The words drifted into her mouth, his breath becoming hers as he tipped her head back, arching her back over his arm so the suddenly sensitive tips of her breasts pressed into his chest. Against her stomach she could feel the hard ridge of his erection. His tongue traced the full curve of her lower lip, taking her gasp as his own as she caught his shirt front in her grip and tentatively touched his tongue with hers.
“Damn, darlin’, I love your mouth,” he whispered for her ears alone as the judge cleared his throat.
“May I remind you two that I haven’t gotten to the part of the ceremony in which you kiss the bride?”

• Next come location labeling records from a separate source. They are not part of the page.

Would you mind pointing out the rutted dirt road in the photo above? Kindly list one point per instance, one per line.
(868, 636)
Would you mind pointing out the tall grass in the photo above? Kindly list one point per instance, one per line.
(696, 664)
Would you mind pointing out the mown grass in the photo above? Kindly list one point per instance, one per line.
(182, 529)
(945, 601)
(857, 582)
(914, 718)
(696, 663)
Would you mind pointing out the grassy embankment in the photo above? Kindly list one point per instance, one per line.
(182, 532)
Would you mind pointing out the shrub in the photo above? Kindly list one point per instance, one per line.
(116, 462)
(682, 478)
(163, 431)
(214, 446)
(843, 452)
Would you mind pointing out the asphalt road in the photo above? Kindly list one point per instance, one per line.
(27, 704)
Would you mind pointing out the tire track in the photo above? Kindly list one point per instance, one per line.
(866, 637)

Asa lifted his head and loosened his hold. “Just getting in some practice.”
He didn’t look the least embarrassed while Elizabeth wished for a hole to crawl into.

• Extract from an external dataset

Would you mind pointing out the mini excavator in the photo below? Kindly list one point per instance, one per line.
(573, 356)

“I’d say you’re finished practicing and ready to move on.”
Elizabeth opened her mouth to tell the judge what she thought of him. With a tip of his finger, Asa forestalled her plan, shutting her mouth and answering the judge. “Then I suggest we get this wedding underway so the moving on is nice and legal. Ready, darlin’?”
There was absolutely nothing in the man’s voice to make her think he was amused, but as sure as she was choking on frustration, she knew Asa MacIntyre was having a good old time. She searched his face for confirmation, but the only indication to his mood was the way his eyes crinkled at the corners.
If he dared laugh out loud, she decided, she’d kill him, and the ranch be damned. She’d found two husbands in as many days. Surely it wouldn’t be that hard to locate a third. He didn’t laugh, more the pity, and his vows were clear as a bell.
Never hesitate, girl, or you’ll show yourself for the weak female you are.
Her father’s voice rang in her ears. She locked her gaze with MacIntyre’s and made sure her vows were just as clear. She didn’t let herself think of anything beyond the moment, otherwise she knew she’d crumble into a useless ball of waffling indecision. Just when she didn’t think she could stand anymore, Judge Carlson snapped his Bible shut.
“I now pronounce you man and wife. You may kiss the bride.”
As Asa placed his lips on hers, a shiver went down her spine.
The ranch was safe. Now there was only the price to pay.